Dès le morceau-titre, le ton est donné : une intro sombre qui débouche sur un riff tranchant, presque punk dans l’attitude, mais solidement ancré dans ce heavy/thrash primitif dont Venom a le secret. La production est volontairement rugueuse — comprenez : ça grince, ça bave, et c’est exactement ce qu’on veut. Pas de chirurgie esthétique ici, juste du nerf.
Musicalement, le groupe reste fidèle à sa formule : riffs simples mais efficaces, batterie martiale, et cette basse qui ronfle comme un moteur mal réglé.

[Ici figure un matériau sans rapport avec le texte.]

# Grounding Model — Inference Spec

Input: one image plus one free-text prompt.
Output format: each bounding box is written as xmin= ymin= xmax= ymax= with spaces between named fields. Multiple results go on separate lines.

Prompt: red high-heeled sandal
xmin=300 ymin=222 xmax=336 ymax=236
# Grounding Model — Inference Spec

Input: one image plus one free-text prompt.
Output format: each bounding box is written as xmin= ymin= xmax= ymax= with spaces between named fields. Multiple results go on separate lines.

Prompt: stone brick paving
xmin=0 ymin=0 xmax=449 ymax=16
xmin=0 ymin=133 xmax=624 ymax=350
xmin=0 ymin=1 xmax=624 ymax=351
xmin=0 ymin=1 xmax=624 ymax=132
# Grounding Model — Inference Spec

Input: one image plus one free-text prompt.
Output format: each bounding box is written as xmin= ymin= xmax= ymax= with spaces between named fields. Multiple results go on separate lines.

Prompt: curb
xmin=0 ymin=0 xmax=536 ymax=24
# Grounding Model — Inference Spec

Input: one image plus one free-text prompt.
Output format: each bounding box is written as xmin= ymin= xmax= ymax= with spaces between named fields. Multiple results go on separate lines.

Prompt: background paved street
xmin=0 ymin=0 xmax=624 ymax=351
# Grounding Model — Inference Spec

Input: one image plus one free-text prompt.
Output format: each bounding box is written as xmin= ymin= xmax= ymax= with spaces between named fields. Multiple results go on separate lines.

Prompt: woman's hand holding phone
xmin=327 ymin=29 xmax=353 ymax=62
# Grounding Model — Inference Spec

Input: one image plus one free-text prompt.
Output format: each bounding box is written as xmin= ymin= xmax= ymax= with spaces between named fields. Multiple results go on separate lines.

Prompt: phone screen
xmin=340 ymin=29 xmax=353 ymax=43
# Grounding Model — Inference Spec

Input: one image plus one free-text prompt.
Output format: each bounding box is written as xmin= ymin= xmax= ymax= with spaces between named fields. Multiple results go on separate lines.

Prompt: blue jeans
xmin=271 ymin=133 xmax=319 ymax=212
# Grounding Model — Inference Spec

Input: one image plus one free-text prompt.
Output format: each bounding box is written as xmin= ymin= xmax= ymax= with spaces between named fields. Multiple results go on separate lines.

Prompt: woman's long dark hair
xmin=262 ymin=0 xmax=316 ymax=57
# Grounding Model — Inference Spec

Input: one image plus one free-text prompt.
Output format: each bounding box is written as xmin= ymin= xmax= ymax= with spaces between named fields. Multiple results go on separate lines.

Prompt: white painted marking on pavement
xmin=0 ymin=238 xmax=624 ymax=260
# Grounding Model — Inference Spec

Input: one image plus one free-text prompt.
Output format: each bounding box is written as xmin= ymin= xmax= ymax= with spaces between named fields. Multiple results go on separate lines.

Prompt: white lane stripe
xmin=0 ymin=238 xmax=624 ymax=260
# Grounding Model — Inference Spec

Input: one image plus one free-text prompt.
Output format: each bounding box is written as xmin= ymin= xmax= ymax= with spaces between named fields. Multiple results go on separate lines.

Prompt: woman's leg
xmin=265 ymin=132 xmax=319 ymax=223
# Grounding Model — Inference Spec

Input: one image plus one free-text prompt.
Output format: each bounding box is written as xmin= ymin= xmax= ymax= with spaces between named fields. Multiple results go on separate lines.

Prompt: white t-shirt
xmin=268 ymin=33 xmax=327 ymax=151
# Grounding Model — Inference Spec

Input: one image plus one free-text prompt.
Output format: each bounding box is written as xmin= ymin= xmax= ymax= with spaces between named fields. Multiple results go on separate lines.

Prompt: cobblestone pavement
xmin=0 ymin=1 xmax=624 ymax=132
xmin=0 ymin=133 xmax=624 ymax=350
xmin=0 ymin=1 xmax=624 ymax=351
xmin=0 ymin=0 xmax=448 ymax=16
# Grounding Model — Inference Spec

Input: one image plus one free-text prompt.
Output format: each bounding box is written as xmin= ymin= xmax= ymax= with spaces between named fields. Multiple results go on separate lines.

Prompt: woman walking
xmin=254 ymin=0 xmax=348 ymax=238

Pourtant, derrière cette apparente simplicité, il y a un vrai sens du groove. Des titres comme “Kicked Outa Hell” ou “Metal Bloody Metal” balancent une énergie presque insolente, avec des refrains taillés pour être braillés en concert, bière à la main et nuque en vrac.
Là où l’album surprend légèrement, c’est sur des morceaux plus lourds et atmosphériques comme “As Above So Below” ou “Death The Leveller”. Le groupe ralentit le tempo, épaissit l’ambiance, et laisse respirer ses compositions. Résultat : une tension plus sombre, presque occulte, qui rappelle pourquoi Venom a tant influencé la scène black metal. Oui, même quand ils lèvent le pied, ils restent dangereux.

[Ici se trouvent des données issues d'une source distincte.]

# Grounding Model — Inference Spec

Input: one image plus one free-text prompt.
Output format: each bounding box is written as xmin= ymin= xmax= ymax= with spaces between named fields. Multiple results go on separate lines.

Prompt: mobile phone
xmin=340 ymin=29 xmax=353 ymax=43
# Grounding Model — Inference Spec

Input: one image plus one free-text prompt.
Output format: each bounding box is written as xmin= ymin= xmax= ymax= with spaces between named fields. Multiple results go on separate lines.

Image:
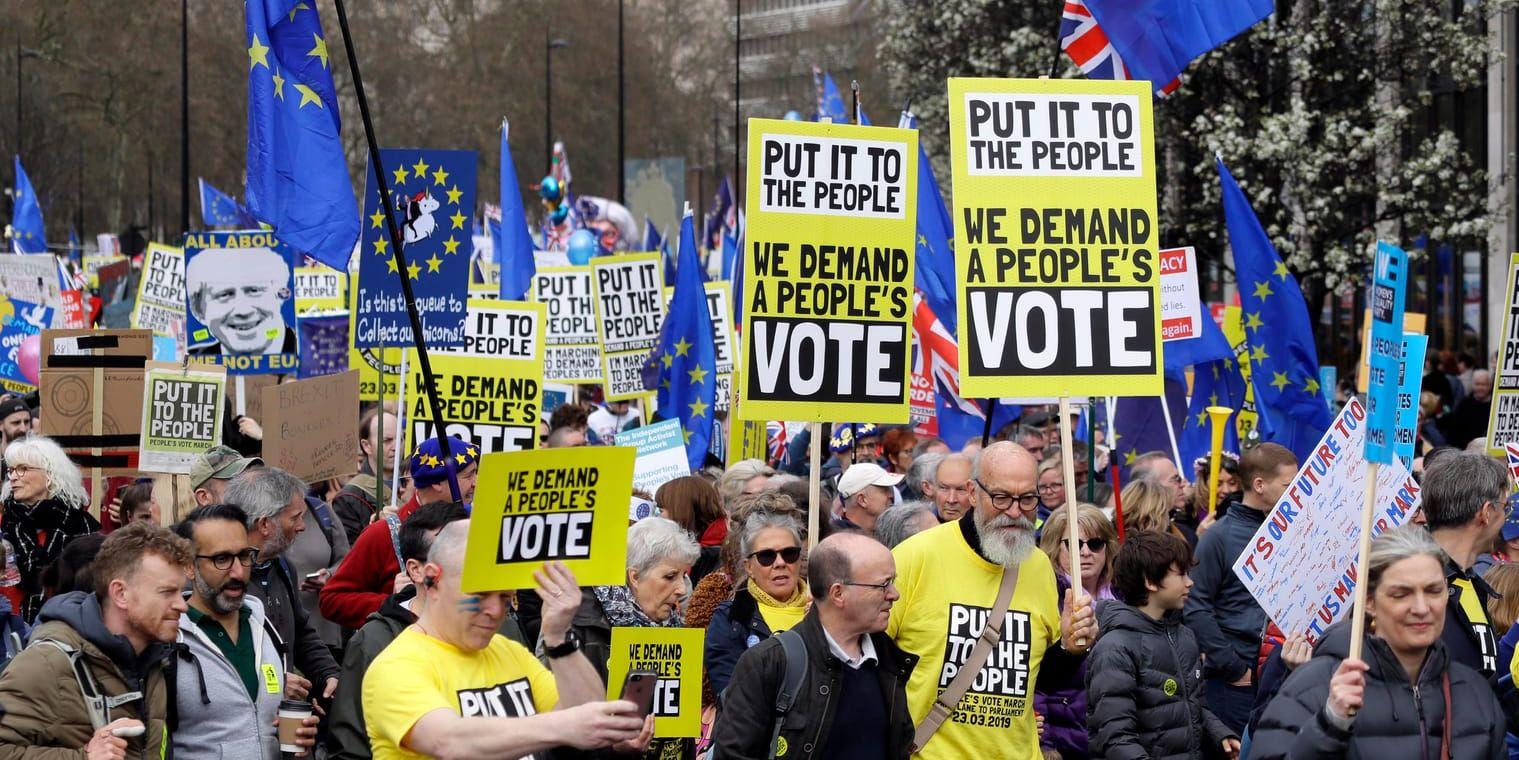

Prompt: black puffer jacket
xmin=1250 ymin=622 xmax=1507 ymax=760
xmin=1086 ymin=600 xmax=1235 ymax=760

Côté paroles, inutile de chercher une dissertation philosophique. On est dans le classique Venom : enfer, guerre, démons et glorification du metal lui-même. Mais c’est assumé à 200%, avec ce second degré qui flirte toujours avec le sérieux. “Live Loud” et “Legend” sentent presque l’auto-célébration, mais difficile de leur en vouloir : quand on a contribué à créer un pan entier du metal, on a le droit de bomber un peu le torse.
Et puis il y a ces moments où le groupe semble juste s’amuser, comme sur “Dogs Of War” ou “Man & Beast”, où ça cogne sans réfléchir, avec un sourire carnassier. Ce n’est pas du metal cérébral — c’est du metal instinctif. Celui qui te donne envie de monter le volume plutôt que d’analyser la structure.
Into Oblivion ne réinvente rien, et c’est précisément sa force. Venom livre ici un album honnête, direct, et fidèle à son ADN : du metal sale, énergique et sans compromis. Un disque qui ne plaira pas aux amateurs de finesse chirurgicale, mais qui ravira tous ceux qui pensent que le metal doit d’abord faire vibrer les tripes avant de stimuler le cerveau.